Global warming dataset
----------------------
The :py:func:`xscen.extract.get_warming_level` and :py:func:`xscen.extract.subset_warming_level` functions use a custom made database of global temperature averages to find the global warming levels of known climate simulations. The database is stored as a netCDF file `inside the package itself <https://github.com/Ouranosinc/xscen/blob/main/xscen/data/IPCC_annual_global_tas.nc>`_. It stores the global temperature average (land and ocean) from 1850 to 2100 for multiple simulations (not all simulations cover the entire temporal range). Simulations are defined through 4 fields:

- ``mip_era`` : "CMIP6", "CMIP5" or "obs" (see below)
- ``source`` : The model name for GCM (same as the `source` column) and the driving model name for RCM (`driving_model` column)
- ``experiment`` : The CMIP experiment name of the run. The "historical" and "pre-industrial" experiments have been merged into each future experiment (similar to what ``match_hist_and_fut`` does in :py:func:`search_data_catalogs`)
- ``member`` : The realization variant label of the run (same as the `member` column)

An extra ``data_source`` field is also available and describes how the data has been obtained:

- "IPCC Atlas" : The timeseries was copied directly from the public data of the `IPCC Atlas <https://github.com/IPCC-WG1/Atlas/tree/main/datasets-aggregated-regionally/data>`_'
- "From Amon" : The monthly temperature average was resampled annually and averaged over the globe using a cos-lat weighting
- "From Amon with xscen" : Same, xscen was used to perform the computation.

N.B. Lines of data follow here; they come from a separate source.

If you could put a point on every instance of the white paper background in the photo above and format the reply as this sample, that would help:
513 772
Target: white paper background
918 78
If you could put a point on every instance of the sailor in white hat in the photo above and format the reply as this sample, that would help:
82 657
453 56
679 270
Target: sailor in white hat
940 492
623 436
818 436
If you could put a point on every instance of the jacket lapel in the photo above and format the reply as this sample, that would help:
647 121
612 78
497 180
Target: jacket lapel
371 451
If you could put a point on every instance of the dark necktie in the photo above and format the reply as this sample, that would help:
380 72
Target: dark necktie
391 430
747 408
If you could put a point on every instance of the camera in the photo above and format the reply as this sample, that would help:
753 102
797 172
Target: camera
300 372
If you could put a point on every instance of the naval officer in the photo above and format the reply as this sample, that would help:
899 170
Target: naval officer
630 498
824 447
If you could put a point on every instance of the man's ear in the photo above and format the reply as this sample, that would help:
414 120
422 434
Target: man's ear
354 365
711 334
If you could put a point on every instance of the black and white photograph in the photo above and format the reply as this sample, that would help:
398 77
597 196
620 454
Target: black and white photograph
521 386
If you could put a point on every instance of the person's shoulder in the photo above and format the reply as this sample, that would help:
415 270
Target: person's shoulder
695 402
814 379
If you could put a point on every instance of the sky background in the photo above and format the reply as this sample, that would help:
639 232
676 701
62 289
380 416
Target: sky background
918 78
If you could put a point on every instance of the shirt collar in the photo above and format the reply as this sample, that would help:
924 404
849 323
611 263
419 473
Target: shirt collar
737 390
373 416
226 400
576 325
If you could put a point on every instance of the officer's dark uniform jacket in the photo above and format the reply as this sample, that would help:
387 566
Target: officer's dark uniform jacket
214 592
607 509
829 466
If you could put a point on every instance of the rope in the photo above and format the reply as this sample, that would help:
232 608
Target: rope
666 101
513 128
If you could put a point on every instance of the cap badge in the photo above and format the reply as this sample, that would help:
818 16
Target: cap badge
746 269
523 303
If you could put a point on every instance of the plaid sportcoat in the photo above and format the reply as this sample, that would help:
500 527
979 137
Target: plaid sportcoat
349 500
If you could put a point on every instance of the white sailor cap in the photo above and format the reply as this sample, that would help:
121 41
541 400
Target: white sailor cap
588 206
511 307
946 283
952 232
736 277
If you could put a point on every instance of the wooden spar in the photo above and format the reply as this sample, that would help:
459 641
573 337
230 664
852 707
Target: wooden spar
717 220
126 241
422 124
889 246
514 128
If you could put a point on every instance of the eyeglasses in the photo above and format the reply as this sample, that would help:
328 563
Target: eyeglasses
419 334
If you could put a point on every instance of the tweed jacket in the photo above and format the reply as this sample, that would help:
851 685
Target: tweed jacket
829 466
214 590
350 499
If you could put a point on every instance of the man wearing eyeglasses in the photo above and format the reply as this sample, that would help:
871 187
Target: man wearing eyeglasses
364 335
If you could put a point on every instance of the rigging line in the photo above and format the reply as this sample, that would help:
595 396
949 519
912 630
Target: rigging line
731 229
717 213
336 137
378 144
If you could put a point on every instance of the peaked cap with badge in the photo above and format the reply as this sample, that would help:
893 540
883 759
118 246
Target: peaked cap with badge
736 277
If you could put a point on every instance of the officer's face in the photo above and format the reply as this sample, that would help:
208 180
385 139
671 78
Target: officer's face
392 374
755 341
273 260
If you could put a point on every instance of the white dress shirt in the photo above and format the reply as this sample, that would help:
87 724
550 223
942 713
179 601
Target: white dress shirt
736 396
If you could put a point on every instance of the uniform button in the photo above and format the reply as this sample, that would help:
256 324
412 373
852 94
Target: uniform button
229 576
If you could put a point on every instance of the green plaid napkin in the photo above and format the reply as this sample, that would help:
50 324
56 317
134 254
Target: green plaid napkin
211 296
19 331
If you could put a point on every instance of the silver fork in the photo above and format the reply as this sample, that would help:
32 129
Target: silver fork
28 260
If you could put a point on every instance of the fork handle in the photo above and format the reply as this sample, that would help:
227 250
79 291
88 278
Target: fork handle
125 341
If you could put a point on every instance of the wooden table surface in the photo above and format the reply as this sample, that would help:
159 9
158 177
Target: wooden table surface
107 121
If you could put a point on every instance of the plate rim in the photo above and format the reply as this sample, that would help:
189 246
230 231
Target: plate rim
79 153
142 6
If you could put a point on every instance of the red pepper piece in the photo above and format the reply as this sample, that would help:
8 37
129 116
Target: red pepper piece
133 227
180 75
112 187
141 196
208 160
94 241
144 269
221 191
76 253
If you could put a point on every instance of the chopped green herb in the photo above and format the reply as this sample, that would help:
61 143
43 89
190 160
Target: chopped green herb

In addition to the climate simulations, a few "observational" datasets are made available in the database. The choice of datasets and the methodology was adapted from the WMO's `State of the Global Climate 2021 <https://library.wmo.int/idurl/4/56300>`_. However, to have some consistency between these and the simulated series, an estimated 1850-1900 mean temperature was added to the WMO-compliant anomalies to get absolute values. Keep in mind that this is only an estimation, the timeseries should only be used to compute anomalies. The observational series have a short dataset name in the ``source`` field, "obs" in ``mip_era`` and ``experiment``,  and an empty ``member`` (`""`). The ``data_source`` is noted : "Computed following WMO guidelines".